PROW: za duże wymagania
Zaprezentowany został też raport na temat programowania w zakresie rozwoju obszarów wiejskich, wskazujący, że proces ten zaczyna się za późno, a wymagania Komisji Europejskiej są za wysokie, co skutkuje tym, że wiele państw nie może dobrze wykorzystać oferty unijnej. Z kontroli dotyczącej zazieleniania można wysnuć wnioski, że jest zbyt dużo biurokracji, a efekty są wręcz odwrotne w stosunku do oczekiwanych – zmiany objęły tylko 5 proc. użytków zielonych, a obszar gruntów zgłoszonych do Wspólnej Polityki Rolnej zmniejszył się o 19 mln ha.

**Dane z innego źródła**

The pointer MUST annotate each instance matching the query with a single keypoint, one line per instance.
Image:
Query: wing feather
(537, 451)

Zdaniem Janusza Wojciechowskiego, startując po nowe środki unijne, Polska ma niezłą wyjściową sytuację w rolnictwie. Jednak trzeba mieć wizję i cele strategiczne, a także przemyślaną koncepcję udziału we Wspólnej Polityce Rolnej. Przykładem jest kontrola programu dotyczącego dobrostanu zwierząt, w którym płaci się rolnikom za podwyższanie standardów hodowli. Polski Program Rozwoju Obszarów Wiejskich w ogóle nie uwzględnił tego elementu, a to oznacza, że polscy rolnicy nie dostali nic z 1,5 mld euro na to działanie.
Rośnie import produktów rolnych do UE
Kolejnym problem, na który zwrócił uwagę Wojciechowski jest import produktów rolnych do UE. Europa ma nadwyżkę w handlu żywnością wynoszącą około 20 mld euro. Jeszcze przed 2010 rokiem UE była importerem netto.

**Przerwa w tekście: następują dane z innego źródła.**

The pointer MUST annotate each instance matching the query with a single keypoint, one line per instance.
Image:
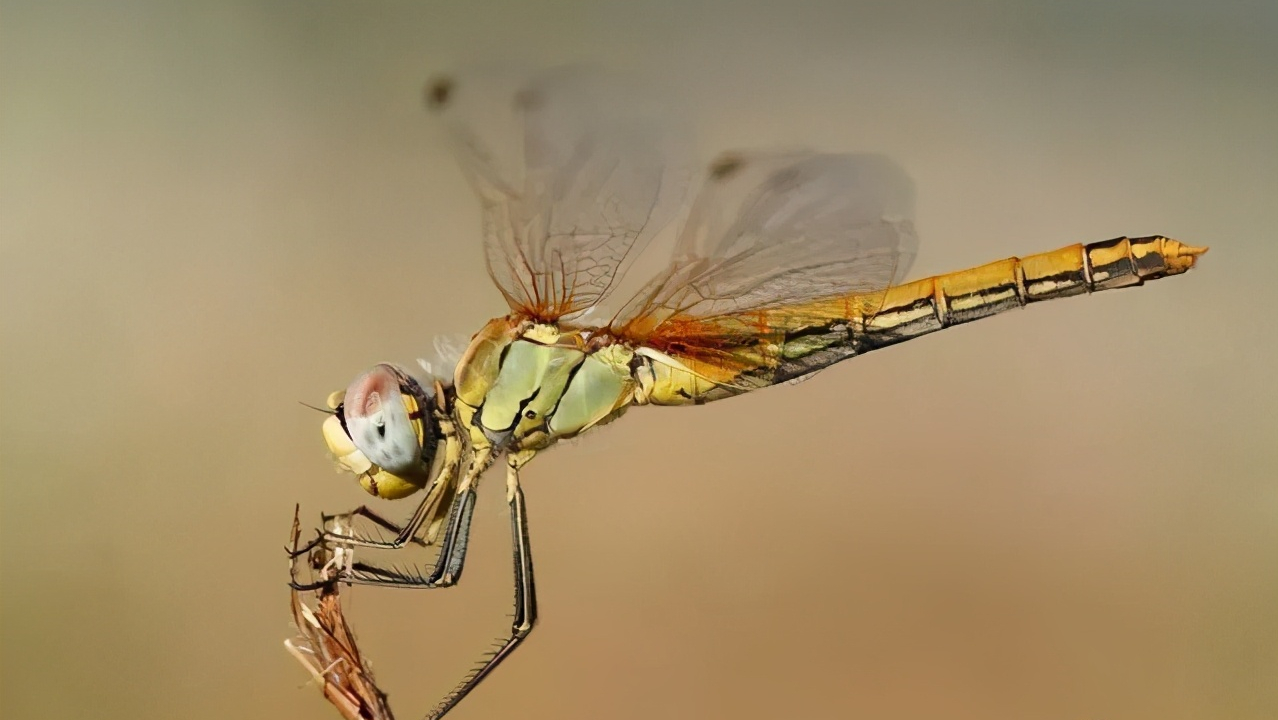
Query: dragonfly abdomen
(902, 312)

– Dla wielu jest to sygnał, że to jest dowód, że rolnictwo ma się świetnie w Europie. Ale jak się spojrzy na rolniczą część tego eksportu, na nieprzetworzone produkty rolnicze, okaże się, że UE w tej czystej rolniczej produkcji jest coraz większym importerem. Tam jest deficyt około 30 mld euro – mówił Wojciechowski.

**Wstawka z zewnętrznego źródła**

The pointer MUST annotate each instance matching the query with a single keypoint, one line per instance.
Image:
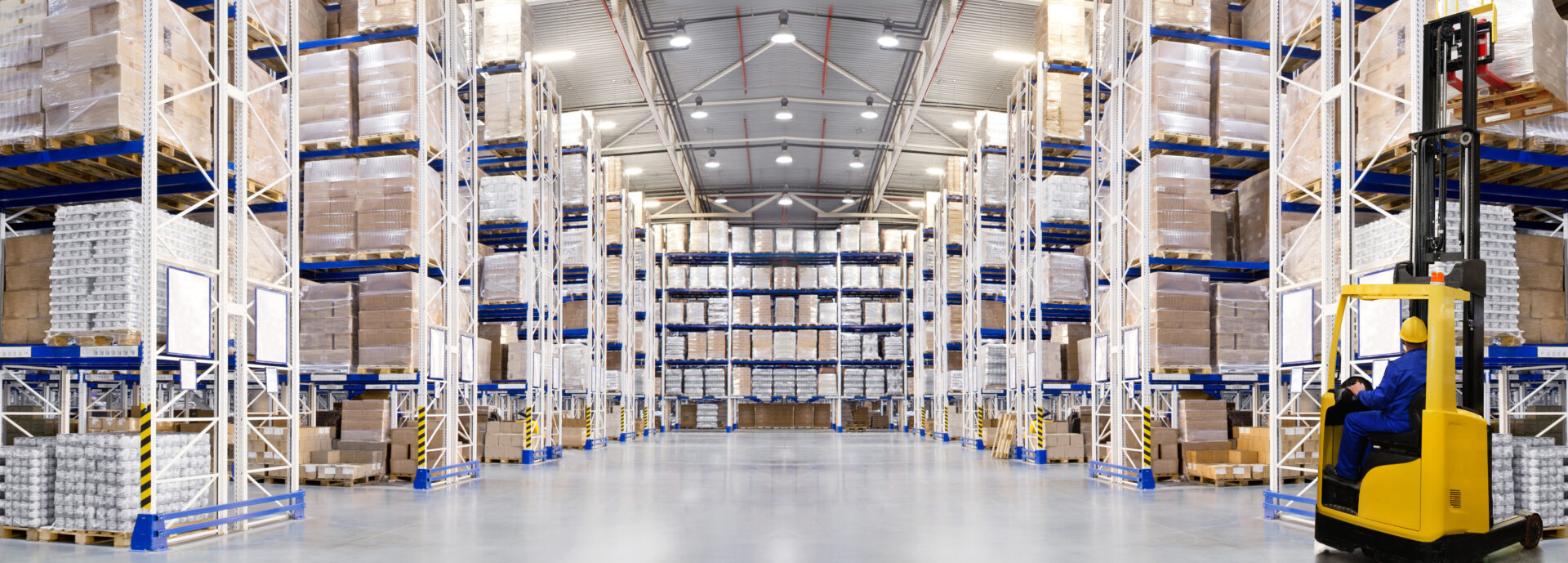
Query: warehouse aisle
(767, 496)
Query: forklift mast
(1455, 51)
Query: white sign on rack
(272, 327)
(1102, 358)
(1131, 353)
(190, 314)
(1377, 320)
(436, 355)
(466, 358)
(1295, 327)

Ujemny bilans handlowy dotyczy czystej produkcji – zboża, owoce, warzywa, nieprzetworzone produkty rolnicze.
Trzeba szukać rozwiązań
Zdaniem członka ETO Unia potrzebuje długoterminowej wizji Wspólnej Polityki – do 2050 r.
– To jest czas, kiedy naprawdę powinno się zacząć zastanawiać bardzo poważnie nad tym, jak wieś europejska ma wyglądać za kilkadziesiąt lat. Bo jeśli nie będzie zatrzymany proces likwidacji gospodarstw 4 mln na dekadę, to (…) na czym ma być budowane bezpieczeństwo żywnościowe w UE – zastanawiał się Wojciechowski.